Livro Memórias de Kim Il Sung é proibido de ser vendido na Coreia do Sul

No final do mês de abril foi lançado na Coreia do Sul o livro Memórias de Kim Il Sung, em que rapidamente foi proibido de ser vendidos em sites sul-coreanos devido a lei que existe desde antes dos Estados Unidos articularam uma ditadura militar no país sendo que essa lei proíbe qualquer “coisa” que o governo sul-coreano ache que é propaganda ou conteúdo pró Coreia Popular.

Apesar dessa lei, o editor Kim Seung-kyun publicou, em abril, os oito volumes das memórias do fundador da Coreia Popular, com o título “Ao longo do século”. Em entrevista à agência France Presse, Seung-kyun disse que a publicação era uma tentativa de promover a “reconciliação coreana”.

Um grupo civil anti-Pyongyang apresentou uma denúncia, o que levou a polícia a iniciar uma investigação. As maiores livrarias do país suspenderam as vendas dos exemplares que haviam recebido da editora.

A obra completa com os 8 volumes permaneceu por pouco tempo disponível on-line por US$ 250 (cerca de R$ 1.367 sendo cada volume por aproximadamente R$ 170), mas na semana passada foi retirada do site Naver (que é um equivalente a um google na Coreia do Sul). Também não é mais encontrada nas plataformas de venda de livros locais Kyobo e Yes24 (que é uma das lojas de livro e CDs mais populares da Coreia do Sul).

A Lei de Segurança Nacional data de 1948, antes da Guerra da Coreia, e continua proibindo que os cidadãos tenham acesso à maioria dos conteúdos produzidos na Coreia Popular incluindo o jornal estatal Rodong Sinmun.

A posse, ou a reprodução, de materiais pró Coreia Popular pode resultar em até sete anos de prisão.

A ONU adverte que a Lei de Segurança Nacional representa um “problema sério” para a liberdade de expressão da Coreia do Sul. Milhares de pessoas foram detidas com base na lei antes da democratização do país, acusadas de organizar atividades a favor de Pyongyang ou de espionagem para a Coreia Popular.

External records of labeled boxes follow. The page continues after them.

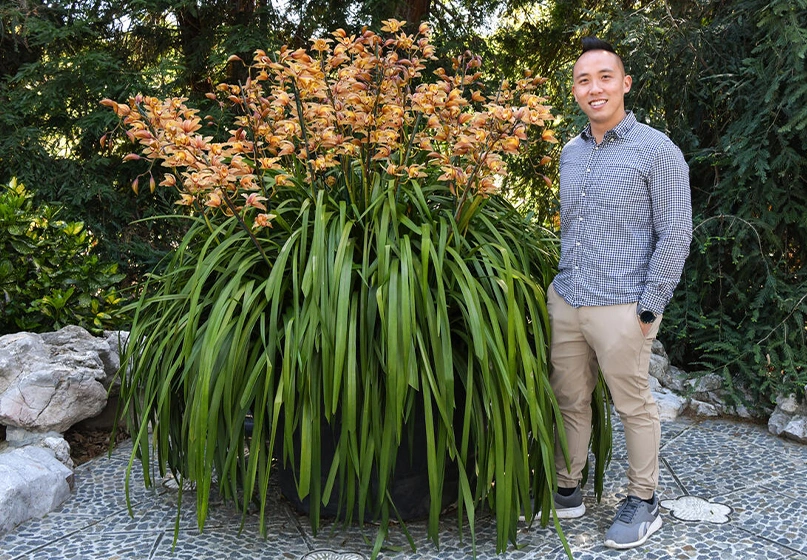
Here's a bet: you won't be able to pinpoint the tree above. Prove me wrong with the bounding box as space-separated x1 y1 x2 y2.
486 0 807 408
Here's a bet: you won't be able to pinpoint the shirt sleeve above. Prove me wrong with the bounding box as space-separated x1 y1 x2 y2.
639 141 692 314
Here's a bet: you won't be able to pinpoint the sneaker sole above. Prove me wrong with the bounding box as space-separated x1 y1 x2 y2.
518 504 586 523
605 515 661 550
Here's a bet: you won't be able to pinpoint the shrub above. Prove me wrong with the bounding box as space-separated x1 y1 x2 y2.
0 179 124 334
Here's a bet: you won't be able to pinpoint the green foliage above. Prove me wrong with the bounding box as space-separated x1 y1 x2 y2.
122 182 580 552
0 180 124 334
495 0 807 410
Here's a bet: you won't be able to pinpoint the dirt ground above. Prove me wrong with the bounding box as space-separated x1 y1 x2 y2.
64 425 129 465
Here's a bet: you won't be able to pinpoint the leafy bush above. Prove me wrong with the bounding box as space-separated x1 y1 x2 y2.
107 20 610 556
0 180 124 334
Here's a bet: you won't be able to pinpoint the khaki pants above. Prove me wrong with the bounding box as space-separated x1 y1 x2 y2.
547 286 661 499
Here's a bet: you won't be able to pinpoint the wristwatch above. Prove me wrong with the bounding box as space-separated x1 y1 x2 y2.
639 309 656 325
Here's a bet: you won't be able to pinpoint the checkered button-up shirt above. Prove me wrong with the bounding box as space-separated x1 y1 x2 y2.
554 112 692 314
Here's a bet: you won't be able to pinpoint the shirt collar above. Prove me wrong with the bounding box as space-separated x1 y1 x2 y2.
580 111 636 140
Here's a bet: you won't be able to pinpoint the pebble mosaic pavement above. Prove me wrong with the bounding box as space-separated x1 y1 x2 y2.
0 418 807 560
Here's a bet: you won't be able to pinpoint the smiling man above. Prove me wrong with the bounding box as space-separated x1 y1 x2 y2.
548 37 692 548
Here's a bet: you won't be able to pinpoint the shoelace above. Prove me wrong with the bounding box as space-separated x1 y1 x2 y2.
618 496 642 523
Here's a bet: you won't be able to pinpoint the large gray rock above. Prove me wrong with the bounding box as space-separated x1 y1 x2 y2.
0 327 119 433
782 416 807 443
0 445 73 535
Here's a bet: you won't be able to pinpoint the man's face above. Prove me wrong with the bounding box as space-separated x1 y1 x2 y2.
572 50 632 132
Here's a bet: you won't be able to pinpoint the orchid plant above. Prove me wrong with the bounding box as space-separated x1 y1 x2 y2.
107 20 604 555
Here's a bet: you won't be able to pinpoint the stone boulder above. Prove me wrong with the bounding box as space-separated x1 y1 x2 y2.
0 326 120 433
0 445 73 535
768 387 807 443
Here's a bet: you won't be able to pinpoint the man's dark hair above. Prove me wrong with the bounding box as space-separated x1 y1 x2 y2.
580 36 624 69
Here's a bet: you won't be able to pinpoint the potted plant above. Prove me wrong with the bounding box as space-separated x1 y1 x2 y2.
103 20 608 554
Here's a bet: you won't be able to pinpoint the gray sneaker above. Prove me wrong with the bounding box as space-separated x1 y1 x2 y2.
605 494 661 549
518 486 586 521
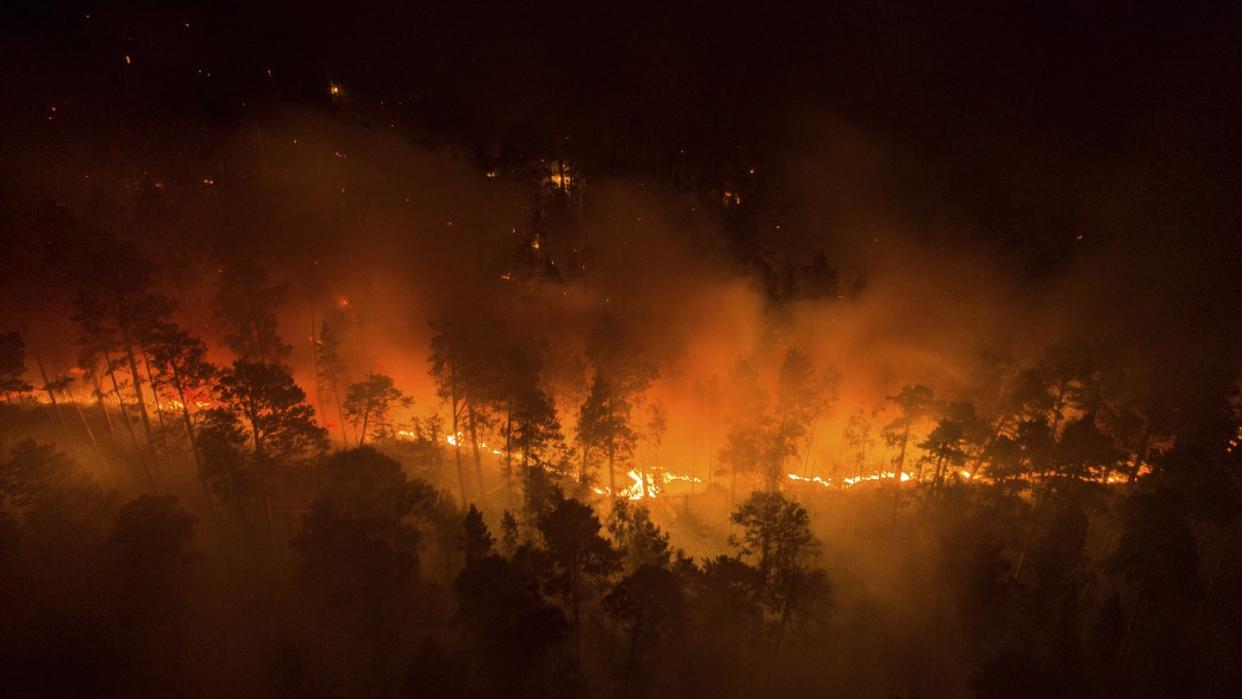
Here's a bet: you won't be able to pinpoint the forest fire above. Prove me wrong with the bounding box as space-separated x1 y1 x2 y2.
0 5 1242 699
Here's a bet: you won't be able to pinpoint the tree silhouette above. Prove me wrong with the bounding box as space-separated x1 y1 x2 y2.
539 498 621 641
0 331 32 401
884 384 934 485
344 372 402 447
211 261 293 364
314 320 349 444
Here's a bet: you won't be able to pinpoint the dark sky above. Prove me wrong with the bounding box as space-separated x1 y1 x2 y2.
2 0 1242 273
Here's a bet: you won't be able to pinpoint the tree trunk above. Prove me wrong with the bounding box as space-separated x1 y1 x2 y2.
466 406 487 507
120 327 155 459
450 389 469 508
103 353 155 490
31 349 68 432
65 377 119 485
171 363 219 516
1013 484 1048 582
609 448 617 498
504 410 513 509
91 371 117 437
143 351 173 469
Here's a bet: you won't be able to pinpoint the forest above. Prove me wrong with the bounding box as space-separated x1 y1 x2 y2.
7 4 1242 699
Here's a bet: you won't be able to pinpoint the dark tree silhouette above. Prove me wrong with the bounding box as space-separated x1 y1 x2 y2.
344 372 404 447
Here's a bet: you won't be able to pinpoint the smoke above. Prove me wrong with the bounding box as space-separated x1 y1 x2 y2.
6 91 1228 486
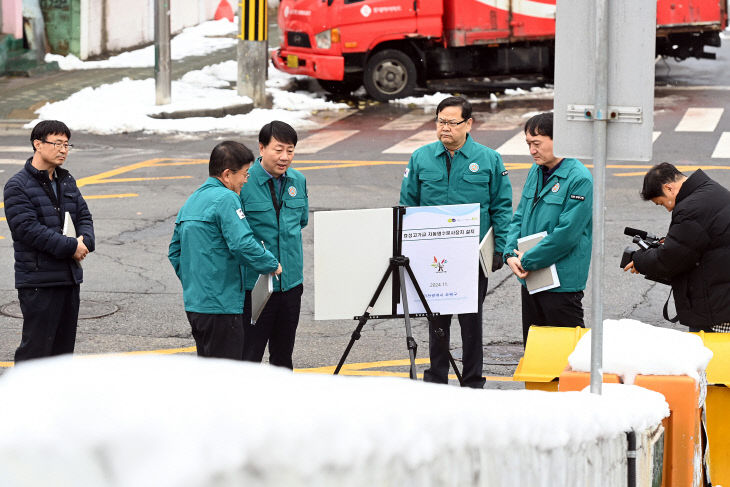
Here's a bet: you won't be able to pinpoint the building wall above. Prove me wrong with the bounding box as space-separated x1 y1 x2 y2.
0 0 23 39
75 0 222 59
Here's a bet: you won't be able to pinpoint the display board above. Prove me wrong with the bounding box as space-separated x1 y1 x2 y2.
398 203 479 314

O editor, que obteve o texto original há alguns anos para uma distribuição restrita, autorizada pelo governo e com objetivos de pesquisa, diz que não pretende beneficiar Pyongyang. Publicar o texto é uma “forma de amar meu país”, promovendo o entendimento entre as coreias.

Se isto é considerado um crime, estou disposto a ser punido”, afirmou o editor de 82 anos.

Nas memórias, que foram publicadas pela primeira vez em Pyongyang em 1992 e estão disponíveis em 20 idiomas em todo mundo (incluindo em português com 5 volumes traduzidos), Kim Il-sung descreve sua jornada heroica contra as forças coloniais japonesas.